Jong, Stephen (University of Texas at Austin) | Nguyen, Nhut M. (University of Texas at Austin) | Eberle, Calvin M. (University of Texas at Austin) | Nghiem, Long X. (Computer Modelling Group Ltd.) | Nguyen, Quoc P. (University of Texas at Austin)
Low Tension Gas (LTG) flooding is a novel EOR process which can address challenging reservoir conditions such as high salinity, high temperature, and tight rock. Current process understanding is limited, and a joint experimental and modeling approach allows for both interpretation and insight into the complex interactions between the key process parameters of salinity gradient, foam strength, microemulsion phase behavior, and phase desaturation in order to achieve a physically correct and predictive process model.
We performed a series of corefloods in high permeability Berea sandstones (~500 mD) to demonstrate the impact of salinity gradient on the LTG process and interactions between key mechanisms such as microemulsion phase behavior and foam stability. In order to provide additional insight into the experimental study and improve understanding of the LTG process, we used our newly developed LTG simulator which we built within CMG GEM.
The results demonstrate that decreasing slug injection salinity can lead to a 15% increase in residual oil in place (ROIP) recovery over a slug injected at optimum salinity, with earlier breakthrough and steeper recovery slope. In addition, there is evidence of a late time pressure buildup as salinity is decreased through mixing with drive salinity which is indicative of increasing foam stability. This may be due to an inverse relationship between oil-water IFT and foam stability and thus designing an optimal salinity gradient for an LTG process requires balancing oil mobilization due to ultralow IFT and effectively displacing mobilized oil with adequate foam mobility control.
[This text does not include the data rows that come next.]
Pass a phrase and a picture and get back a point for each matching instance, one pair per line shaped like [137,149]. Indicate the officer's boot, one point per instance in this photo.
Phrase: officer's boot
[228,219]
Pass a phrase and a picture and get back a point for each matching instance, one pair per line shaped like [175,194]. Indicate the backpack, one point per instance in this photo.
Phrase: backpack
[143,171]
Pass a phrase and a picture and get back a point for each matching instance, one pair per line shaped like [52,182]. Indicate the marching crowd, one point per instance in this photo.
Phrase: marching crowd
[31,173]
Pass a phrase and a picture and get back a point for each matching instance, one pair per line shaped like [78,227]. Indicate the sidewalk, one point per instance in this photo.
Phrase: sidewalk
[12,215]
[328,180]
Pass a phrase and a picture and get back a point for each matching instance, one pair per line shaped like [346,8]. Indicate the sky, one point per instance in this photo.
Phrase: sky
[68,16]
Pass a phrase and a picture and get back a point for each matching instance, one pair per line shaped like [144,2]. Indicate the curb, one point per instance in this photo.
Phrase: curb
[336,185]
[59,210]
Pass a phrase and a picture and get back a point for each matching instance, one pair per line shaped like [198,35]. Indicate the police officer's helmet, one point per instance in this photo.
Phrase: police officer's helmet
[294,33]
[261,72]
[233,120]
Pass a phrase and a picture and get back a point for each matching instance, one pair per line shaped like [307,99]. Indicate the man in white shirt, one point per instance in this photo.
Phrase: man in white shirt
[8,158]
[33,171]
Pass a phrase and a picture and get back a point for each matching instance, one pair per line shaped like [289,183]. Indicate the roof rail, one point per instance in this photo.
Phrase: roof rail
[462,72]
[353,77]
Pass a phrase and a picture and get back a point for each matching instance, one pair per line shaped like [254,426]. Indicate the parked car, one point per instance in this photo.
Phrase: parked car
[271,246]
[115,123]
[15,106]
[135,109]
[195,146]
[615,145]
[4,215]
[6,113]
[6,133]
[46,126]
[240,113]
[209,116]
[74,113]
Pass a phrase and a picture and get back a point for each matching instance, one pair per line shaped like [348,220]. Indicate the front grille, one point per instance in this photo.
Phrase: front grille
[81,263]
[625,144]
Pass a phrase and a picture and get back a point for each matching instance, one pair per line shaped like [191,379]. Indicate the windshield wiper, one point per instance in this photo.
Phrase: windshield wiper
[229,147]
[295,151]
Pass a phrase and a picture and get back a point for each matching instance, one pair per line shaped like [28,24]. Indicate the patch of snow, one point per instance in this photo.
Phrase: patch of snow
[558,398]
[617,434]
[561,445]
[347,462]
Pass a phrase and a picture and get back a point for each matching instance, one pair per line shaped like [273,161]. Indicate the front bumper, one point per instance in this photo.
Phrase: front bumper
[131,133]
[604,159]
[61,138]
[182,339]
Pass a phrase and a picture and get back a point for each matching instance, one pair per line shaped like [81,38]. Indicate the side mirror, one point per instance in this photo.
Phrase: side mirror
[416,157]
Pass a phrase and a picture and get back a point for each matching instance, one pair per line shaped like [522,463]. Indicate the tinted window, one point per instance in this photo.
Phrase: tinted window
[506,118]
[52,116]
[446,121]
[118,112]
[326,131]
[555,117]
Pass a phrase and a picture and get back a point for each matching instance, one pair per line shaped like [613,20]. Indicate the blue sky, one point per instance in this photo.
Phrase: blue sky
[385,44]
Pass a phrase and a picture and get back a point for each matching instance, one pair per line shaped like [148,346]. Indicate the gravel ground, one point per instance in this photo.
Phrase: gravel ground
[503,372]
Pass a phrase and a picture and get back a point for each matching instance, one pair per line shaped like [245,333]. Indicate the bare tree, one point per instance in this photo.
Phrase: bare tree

We introduce and show the strength our compositional LTG simulator in a pioneering laboratory and simulation study that sheds light on the interaction between salinity, microemulsion phase behavior, and foam strength. Our conclusions indicate a significant departure from traditional ASP understanding and methodology when designing an LTG salinity gradient and serve as a foundation for future investigation.